November 08, 2013

Five Happiest Countries in the World

This year, according to the 2013 World Happiness Report, Denmark, Norway, Switzerland, The Netherlands, and Sweden have been ranked as the five happiest countries in the world. The report accounts for things such as social support, life expectancy, freedom to make life choices, and perceptions of corruption.

So why are these countries so happy? With each group surveyed, there seemed to be a very common answer across the board: freedom. Free education, universal healthcare, and the freedom to be who you want all play a huge role in the overall happiness of each country.

According to the Organization for Economic Co-operation and Development (OECD), the Netherlands was ranked as one of the best countries for jobs. Nearly 75% of residents are employed, but they rarely work long hours which gives them more time at home to spend with their families. 94% of residents claim if they were ever in trouble, they’re confident in knowing they can count on someone close to them for help at any given time. Children have a lot of freedom growing up in households that aim to please them, and in a country where college is free, young adults are given the opportunity to pick a career they’re passionate about without the dread of paying out of pocket costs for an education.

The people of Switzerland value good work ethic and pride themselves on their ability to save money and spend wisely. Of all the OECD countries, Switzerland has the highest employment rate of 79% for people ages 15 to 64 and the average pay per household is around $30,000. Citizens of Switzerland claim they tend to have happier thoughts and experiences over negative ones on a daily basis and feel highly satisfied with their lifestyle and choices, overall.

In Denmark, the government goes above and beyond to ensure its residents are happy and healthy. The average gross pay in Denmark is one of the highest of the OECD countries, and if you lose your job, the government is there to support you for up to four years, covering up to 90% of your salary. Expectant mothers are on maternity leave anywhere from six to 12 months, and in a nation of over five million people, healthcare continues to be free. Literacy is around 99% for both males and females in Denmark and its citizens go to college tuition-free and are offered “SU” (financial aid) every month, even if they live at home with their parents. A third of Denmark’s residents use their bikes to get around, making it one of the healthiest and most environmentally conscious nations.

Of all the nations measured, Sweden’s people are among the healthiest, by a long shot. This might have something to do with their incredible air and water quality, since the country cares a lot about protecting the environment. Residents of Sweden enjoy around five weeks of paid vacation from work each year and understand the importance of spending time with their families. Sweden was the seventh country in the world to allow same-sex marriage and discrimination of any kind is highly unheard of here. With the free education system, young people are given the chance to decide their futures hassle-free and pursue the career path they want without worrying about the high cost of college or the debt most students take on in other countries after graduation.

Like its neighboring countries of Denmark and Sweden, Norway has a lot of the same values and freedoms, such as universal healthcare and the choice to attend college for free.

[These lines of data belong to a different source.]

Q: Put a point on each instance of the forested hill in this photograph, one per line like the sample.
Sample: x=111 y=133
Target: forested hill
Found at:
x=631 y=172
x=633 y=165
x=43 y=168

People of Norway claim they can trust almost anyone and are continually happy with their life choices. The employment rate in Norway is around 75% with a gross pay of roughly $44,000 for full-time employees. Marriage is not something Norwegians consider to be a requisite, and cohabitation is highly acceptable and is perceived very similar to a marriage. It’s not uncommon for unmarried couples to start a family together and if a mother chooses to stay home with her pre-school aged child, she will receive a monthly stipend from the government to help support her. Norwegians care deeply about one another and will often times treat tourists and visitors in a very warm manner, making them feel at home. Freedom of expression is highly valued in this country and they strive to treat everyone fairly.